07:54 Ça veut dire que cette menace-là, aujourd'hui, elle est prise extrêmement au sérieux, mais donc
07:58 voilà, la physionomie de la menace, elle est diverse. - Mais Jean-Charles Rizard, pour prolonger la
08:04 question d'Adeline, les quelques 80 en moyenne qui sont remis en liberté chaque année, ont-ils
08:09 le profil psychiatrique de celui qui a tué samedi à Paris ? - Pour moi, ce n'est pas un enjeu central,
08:18 c'est-à-dire qu'on sait qu'à peu près 20% des individus impliqués dans des filières terroristes
08:24 ont des troubles psychiatriques ou psychologiques. Celui-ci, en l'occurrence, ses troubles se sont
08:30 manifestés beaucoup plus tard, bien après sa peine en 2018, lorsqu'à l'époque, le tribunal,
08:35 les experts avaient estimé qu'il n'y avait aucun trouble, à la fois psychologique ou psychiatrique.

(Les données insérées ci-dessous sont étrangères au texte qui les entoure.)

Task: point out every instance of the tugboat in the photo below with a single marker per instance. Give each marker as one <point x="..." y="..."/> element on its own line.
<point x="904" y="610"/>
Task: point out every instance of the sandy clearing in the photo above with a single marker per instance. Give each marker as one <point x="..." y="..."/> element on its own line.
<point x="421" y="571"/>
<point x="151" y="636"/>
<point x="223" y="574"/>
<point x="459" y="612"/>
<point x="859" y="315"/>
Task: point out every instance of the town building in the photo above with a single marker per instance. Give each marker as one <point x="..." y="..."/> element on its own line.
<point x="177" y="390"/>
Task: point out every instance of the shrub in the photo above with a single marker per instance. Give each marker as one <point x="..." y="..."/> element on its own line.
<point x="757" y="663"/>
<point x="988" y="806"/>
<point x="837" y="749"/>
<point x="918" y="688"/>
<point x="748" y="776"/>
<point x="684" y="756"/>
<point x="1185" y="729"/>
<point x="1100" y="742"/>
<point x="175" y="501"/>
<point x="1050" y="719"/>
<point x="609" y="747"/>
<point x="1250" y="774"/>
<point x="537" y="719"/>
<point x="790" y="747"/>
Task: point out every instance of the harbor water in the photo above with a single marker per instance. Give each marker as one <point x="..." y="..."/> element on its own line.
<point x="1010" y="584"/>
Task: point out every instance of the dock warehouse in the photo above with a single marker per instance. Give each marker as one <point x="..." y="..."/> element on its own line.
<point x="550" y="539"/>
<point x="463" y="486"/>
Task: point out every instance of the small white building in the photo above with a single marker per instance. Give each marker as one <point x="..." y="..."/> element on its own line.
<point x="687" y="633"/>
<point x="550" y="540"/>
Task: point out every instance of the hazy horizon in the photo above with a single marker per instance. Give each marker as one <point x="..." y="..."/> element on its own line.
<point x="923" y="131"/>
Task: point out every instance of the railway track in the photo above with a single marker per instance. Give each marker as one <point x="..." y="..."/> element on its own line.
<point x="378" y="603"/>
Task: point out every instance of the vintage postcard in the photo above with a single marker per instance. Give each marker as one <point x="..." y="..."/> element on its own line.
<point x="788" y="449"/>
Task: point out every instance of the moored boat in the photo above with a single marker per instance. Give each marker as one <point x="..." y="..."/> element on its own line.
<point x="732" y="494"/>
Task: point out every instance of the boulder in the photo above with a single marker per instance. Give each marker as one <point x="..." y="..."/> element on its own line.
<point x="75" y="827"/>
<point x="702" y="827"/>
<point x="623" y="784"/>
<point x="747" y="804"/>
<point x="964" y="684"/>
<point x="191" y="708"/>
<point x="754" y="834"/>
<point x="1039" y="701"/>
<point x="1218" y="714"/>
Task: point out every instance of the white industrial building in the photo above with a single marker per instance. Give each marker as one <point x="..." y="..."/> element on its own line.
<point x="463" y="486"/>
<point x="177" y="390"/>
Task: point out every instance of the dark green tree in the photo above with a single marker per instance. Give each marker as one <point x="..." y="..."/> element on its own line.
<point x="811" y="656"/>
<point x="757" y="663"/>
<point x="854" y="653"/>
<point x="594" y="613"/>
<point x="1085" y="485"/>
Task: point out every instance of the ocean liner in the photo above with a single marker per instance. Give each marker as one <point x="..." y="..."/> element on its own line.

08:40 Mais encore une fois, les troubles de cette nature n'empêchent pas des poursuites pour des faits de
08:51 terrorisme. Ça a été démontré à plusieurs reprises ces dernières années, bien sûr, sauf s'il y a
08:56 une altération du discernement, une abolition du discernement, évidemment, ça fait autre chose.
09:04 Mais on a des cas multiples d'individus qui ont été poursuivis et condamnés pour ces faits,
09:09 alors qu'ils avaient des troubles psychologiques ou psychiatriques.